How much private information is "leaked" by revealing certain data? This question arises in several applications including side-channels, including wire-tap channels, and database privacy. Many metrics have been proposed to quantify leakage in such contexts. Most of these metrics, however, either lack a cogent operational justification or label obviously-insecure systems as secure.
We propose a new metric called "maximal leakage," defined as the multiplicative increase, upon observing the public data, of the probability of correctly guessing a randomized function of the private information, maximized over all such randomized functions. We provide an operational justification for this definition and show how it can be computed in practice. Among other findings, we show that mutual information
underestimates leakage while local differential privacy overestimates it.
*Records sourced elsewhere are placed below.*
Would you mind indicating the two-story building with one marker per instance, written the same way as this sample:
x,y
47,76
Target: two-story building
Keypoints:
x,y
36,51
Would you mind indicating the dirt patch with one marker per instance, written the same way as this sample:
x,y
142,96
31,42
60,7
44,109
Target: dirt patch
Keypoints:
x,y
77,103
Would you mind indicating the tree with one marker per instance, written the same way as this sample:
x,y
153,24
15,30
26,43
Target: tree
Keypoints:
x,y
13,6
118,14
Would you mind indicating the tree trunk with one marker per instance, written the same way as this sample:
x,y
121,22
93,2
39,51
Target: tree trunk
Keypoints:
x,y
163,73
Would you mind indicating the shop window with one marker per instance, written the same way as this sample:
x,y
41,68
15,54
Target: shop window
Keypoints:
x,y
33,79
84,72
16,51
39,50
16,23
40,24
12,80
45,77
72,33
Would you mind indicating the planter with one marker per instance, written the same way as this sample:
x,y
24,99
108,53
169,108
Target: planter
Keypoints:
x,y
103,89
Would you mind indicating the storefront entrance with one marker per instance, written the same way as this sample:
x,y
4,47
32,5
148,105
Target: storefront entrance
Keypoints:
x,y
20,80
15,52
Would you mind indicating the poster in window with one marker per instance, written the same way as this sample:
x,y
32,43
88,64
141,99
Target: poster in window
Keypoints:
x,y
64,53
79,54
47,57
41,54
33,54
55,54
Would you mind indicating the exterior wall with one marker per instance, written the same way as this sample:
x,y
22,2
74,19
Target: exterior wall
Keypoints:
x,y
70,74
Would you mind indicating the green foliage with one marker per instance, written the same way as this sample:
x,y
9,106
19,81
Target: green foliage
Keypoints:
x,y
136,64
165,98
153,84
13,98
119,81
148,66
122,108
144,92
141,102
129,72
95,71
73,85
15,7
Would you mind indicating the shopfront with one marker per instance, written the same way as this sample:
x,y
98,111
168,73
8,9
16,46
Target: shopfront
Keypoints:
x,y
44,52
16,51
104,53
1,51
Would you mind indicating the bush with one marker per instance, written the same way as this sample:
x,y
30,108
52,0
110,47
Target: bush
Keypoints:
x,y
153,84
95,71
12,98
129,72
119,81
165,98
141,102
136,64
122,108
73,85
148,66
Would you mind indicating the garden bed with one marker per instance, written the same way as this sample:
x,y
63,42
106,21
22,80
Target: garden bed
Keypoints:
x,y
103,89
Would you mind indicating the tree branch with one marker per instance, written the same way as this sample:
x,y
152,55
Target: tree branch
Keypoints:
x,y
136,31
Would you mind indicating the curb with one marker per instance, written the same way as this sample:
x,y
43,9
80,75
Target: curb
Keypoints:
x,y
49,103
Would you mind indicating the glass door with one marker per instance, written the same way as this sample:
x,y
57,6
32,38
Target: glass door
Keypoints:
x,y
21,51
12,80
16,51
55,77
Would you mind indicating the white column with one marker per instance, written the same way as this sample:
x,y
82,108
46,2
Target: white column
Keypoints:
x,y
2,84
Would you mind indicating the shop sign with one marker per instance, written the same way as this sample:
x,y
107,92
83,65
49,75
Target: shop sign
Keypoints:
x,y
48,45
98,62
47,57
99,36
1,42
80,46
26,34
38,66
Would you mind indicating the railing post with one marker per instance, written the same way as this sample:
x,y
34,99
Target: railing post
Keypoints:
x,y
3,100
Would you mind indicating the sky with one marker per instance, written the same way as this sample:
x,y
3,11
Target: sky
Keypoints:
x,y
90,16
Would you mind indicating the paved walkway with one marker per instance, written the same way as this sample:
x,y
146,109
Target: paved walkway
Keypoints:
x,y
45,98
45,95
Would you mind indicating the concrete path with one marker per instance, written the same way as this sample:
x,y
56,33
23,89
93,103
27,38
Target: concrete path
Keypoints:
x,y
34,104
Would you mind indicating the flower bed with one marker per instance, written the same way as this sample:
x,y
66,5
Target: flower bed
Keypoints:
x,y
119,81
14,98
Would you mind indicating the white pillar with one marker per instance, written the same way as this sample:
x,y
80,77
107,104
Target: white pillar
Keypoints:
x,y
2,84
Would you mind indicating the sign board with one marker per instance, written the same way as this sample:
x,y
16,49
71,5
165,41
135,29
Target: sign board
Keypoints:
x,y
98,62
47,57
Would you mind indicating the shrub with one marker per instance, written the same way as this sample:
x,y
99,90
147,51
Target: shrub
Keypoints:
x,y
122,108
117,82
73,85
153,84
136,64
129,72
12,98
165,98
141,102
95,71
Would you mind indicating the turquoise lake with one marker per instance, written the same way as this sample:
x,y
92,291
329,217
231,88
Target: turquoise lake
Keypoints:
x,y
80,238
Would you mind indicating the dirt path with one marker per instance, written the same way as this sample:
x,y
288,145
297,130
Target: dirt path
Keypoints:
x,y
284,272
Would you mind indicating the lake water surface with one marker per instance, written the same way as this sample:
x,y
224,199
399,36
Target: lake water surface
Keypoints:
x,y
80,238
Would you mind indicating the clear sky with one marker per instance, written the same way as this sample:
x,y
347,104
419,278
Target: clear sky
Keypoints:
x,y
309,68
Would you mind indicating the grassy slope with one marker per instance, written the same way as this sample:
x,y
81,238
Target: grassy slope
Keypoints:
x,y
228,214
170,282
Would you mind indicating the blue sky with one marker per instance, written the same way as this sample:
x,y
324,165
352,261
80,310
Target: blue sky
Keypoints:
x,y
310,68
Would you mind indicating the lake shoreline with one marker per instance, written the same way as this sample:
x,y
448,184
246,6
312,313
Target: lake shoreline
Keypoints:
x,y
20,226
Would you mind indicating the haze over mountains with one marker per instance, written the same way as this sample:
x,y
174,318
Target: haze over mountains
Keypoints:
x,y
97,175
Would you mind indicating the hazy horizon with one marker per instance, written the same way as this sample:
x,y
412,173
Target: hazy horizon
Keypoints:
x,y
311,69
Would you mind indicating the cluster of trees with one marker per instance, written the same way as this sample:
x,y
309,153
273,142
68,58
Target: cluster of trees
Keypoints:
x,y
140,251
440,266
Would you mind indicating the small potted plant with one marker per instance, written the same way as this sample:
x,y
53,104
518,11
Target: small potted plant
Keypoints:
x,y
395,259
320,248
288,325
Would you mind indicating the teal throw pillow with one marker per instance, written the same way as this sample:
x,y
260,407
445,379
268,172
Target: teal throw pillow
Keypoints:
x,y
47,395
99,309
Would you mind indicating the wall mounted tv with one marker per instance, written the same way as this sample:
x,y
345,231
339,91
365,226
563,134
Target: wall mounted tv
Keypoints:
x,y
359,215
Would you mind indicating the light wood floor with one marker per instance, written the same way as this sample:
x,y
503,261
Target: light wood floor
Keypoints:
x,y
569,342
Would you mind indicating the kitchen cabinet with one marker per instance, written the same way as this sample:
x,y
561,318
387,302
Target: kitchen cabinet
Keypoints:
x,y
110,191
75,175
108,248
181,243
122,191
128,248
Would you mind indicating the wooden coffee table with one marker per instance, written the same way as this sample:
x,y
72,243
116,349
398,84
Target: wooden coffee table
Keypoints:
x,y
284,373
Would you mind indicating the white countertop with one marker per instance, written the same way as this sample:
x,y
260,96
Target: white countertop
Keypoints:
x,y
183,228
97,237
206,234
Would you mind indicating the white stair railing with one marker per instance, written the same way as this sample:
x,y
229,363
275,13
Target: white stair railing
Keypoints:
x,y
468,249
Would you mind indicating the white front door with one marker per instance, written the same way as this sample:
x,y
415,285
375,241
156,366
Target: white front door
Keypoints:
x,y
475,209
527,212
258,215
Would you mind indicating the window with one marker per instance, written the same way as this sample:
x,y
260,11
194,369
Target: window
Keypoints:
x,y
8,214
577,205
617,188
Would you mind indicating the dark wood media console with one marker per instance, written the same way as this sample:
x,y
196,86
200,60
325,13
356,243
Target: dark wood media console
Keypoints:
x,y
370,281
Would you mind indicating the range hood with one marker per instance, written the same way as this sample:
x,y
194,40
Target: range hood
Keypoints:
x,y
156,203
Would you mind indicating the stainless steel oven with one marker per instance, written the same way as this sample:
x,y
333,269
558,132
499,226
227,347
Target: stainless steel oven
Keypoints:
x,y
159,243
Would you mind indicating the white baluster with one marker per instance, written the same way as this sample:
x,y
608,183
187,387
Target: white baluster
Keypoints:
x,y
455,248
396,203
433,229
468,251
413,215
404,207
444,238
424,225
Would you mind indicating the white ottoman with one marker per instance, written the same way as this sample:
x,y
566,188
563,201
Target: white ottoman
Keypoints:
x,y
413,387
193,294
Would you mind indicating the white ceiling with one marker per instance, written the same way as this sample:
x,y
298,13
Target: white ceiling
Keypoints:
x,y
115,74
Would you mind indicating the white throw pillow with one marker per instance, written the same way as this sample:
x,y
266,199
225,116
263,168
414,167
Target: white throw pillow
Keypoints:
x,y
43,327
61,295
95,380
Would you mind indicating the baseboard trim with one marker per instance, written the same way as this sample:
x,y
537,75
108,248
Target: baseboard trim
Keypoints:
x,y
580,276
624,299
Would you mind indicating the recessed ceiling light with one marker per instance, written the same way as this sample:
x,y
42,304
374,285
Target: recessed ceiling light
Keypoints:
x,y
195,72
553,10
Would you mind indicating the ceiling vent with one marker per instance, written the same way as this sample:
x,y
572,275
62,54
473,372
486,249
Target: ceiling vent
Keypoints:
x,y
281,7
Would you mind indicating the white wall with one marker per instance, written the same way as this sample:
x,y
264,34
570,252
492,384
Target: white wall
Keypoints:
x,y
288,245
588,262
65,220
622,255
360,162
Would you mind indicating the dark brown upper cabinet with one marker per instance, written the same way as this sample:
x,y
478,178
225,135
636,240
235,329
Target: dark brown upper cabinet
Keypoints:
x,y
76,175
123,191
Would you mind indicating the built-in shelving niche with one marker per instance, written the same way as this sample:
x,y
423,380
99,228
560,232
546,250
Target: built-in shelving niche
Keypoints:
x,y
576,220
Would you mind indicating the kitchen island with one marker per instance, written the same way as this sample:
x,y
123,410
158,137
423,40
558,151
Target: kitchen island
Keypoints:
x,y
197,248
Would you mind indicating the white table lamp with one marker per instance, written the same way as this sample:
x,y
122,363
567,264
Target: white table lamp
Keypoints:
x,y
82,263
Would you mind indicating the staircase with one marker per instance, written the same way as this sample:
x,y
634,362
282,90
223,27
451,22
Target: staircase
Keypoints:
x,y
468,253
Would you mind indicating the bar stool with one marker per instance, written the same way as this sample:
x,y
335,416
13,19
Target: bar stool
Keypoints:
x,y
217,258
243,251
This is joint work with Ibrahim Issa and Sudeep Kamath.
Aaron Wagner is an Associate Professor in the School of Electrical and Computer Engineering at Cornell University. He received the B.S. degree from the University of Michigan, Ann Arbor, and the M.S. and Ph.D. degrees from the University of California, Berkeley. During the 2005-2006 academic year, he was a Postdoctoral Research Associate in the Coordinated Science Laboratory at the University of Illinois at Urbana-Champaign and a Visiting Assistant Professor in the School of Electrical and Computer Engineering at Cornell. He has received the NSF CAREER award, the David J. Sakrison Memorial Prize from the U.C. Berkeley EECS Dept., the Bernard Friedman Memorial Prize in Applied Mathematics from the U.C. Berkeley Dept. of Mathematics, and teaching awards at the Department, College, and University level.